Writing for the majority opinion, Justice Neil Gorsuch explained, “Respect for religious expressions is indispensable to life in a free and diverse Republic—whether those expressions take place in a sanctuary or on a field, and whether they manifest through the spoken word or a bowed head.”

“Here, a government entity sought to punish an individual for engaging in a brief, quiet, personal religious observance doubly protected by the Free Exercise and Free Speech Clauses of the First Amendment,” Gorsuch added. “And the only meaningful justification the government offered for its reprisal rested on a mistaken view that it had a duty to ferret out and suppress religious observances even as it allows comparable secular speech. The Constitution neither mandates nor tolerates that kind of discrimination. Mr. Kennedy is entitled to summary judgment on his First Amendment claims.”

In 2008, high school football coach Joseph Kennedy began a tradition of praying at midfield after each game. Over time, his players and even members of the opposing team began to join him. In September 2015, a school administrator addressed the matter with Kennedy after an opposing team complained and the coach briefly stopped his prayers.

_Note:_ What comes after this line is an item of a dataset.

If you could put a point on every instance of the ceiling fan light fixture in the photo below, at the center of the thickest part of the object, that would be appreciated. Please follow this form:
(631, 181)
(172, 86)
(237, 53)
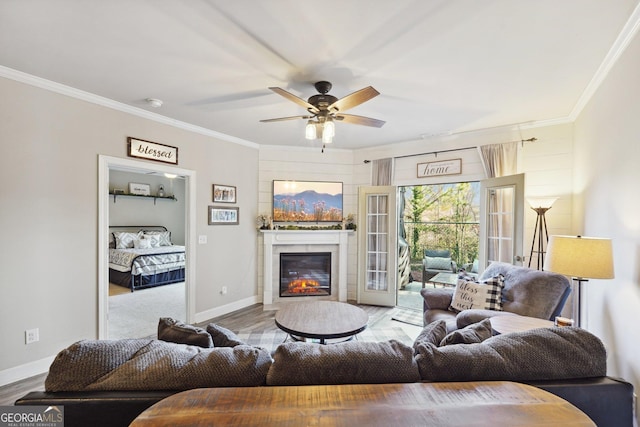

On October 14, 2015, Kennedy told the school district that he was planning on resuming his prayer tradition at the next game. The school district told the coach that his prayers violated the district’s policy, but Kennedy continued to pray at the next two games. The school district subsequently placed him on administrative leave, banned him from participating in the football program, and refused to renew his contract for the following season. Kennedy took the issue to federal district court, arguing that the school district had violated his First Amendment rights.

“Kennedy’s private religious exercise did not come close to crossing any line one might imagine separating protected private expression from impermissible government coercion,” Gorsuch wrote. “Learning how to tolerate speech or prayer of all kinds is part of learning how to live in a pluralistic society, a trait of character essential to a tolerant citizenry.”